The application status displays a list of daemons belonging to the application. For BIND 9, it is always only one daemon, named. In the case of Kea, several daemons may be presented in the application status column, typically: DHCPv4, DHCPv6, DDNS, and CA (Kea Control Agent). The listed daemons are those that Stork finds in the CA configuration file. A warning sign is displayed for any daemons from the CA configuration file that are not running. In cases when the Kea installation is simply using the default CA configuration file, which includes configuration of daemons that are never intended to be launched, it is recommended to remove (or comment out) those configurations to eliminate unwanted warnings from Stork about inactive daemons.

IPv4 and IPv6 Subnets per Kea Application

One of the primary configuration aspects of any network is the layout of IP addressing. This is represented in Kea with IPv4 and IPv6 subnets. Each subnet represents addresses used on a physical link. Typically, certain parts of each subnet (“pools”) are delegated to the DHCP server to manage.

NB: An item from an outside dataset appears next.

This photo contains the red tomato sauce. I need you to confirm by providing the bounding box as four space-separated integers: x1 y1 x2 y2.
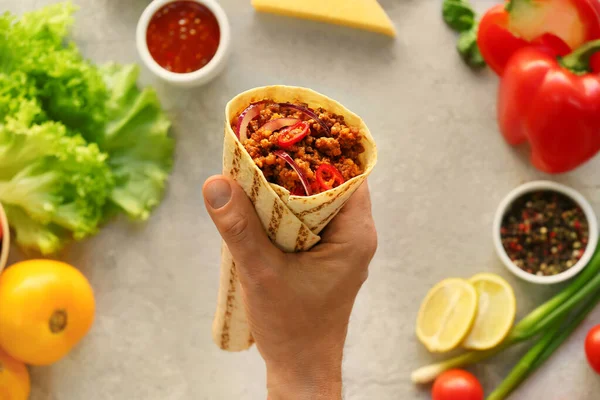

Stork is able to display this information.

One way to inspect the subnets and pools within Kea is by looking at each Kea application to get an overview of what configurations a specific Kea application is serving. A list of configured subnets on that specific Kea application is displayed. The following picture shows a simple view of the Kea DHCPv6 server running with a single subnet, with three pools configured in it.

IPv4 and IPv6 Subnets in the Whole Network

It is convenient to see the complete overview of all subnets configured in the network being monitored by Stork. Once at least one machine with the Kea application running is added to Stork, click on the DHCP menu and choose Subnets to see all available subnets. The view shows all IPv4 and IPv6 subnets with the address pools and links to the applications that are providing them. An example view of all subnets in the network is presented in the figure below.

There are filtering capabilities available in Stork; it is possible to choose whether to see IPv4 only, IPv6 only, or both. There is also an omnisearch box available where users can type a search string. Note that for strings of four characters or more, the filtering takes place automatically, while shorter strings require the user to hit Enter. For example, in the above situation it is possible to show only the first (192.0.2.0/24) subnet by searching for the 0.2 string. One can also search for specific pools, and easily filter the subnet with a specific pool, by searching for part of the pool ranges, e.g. 3.200.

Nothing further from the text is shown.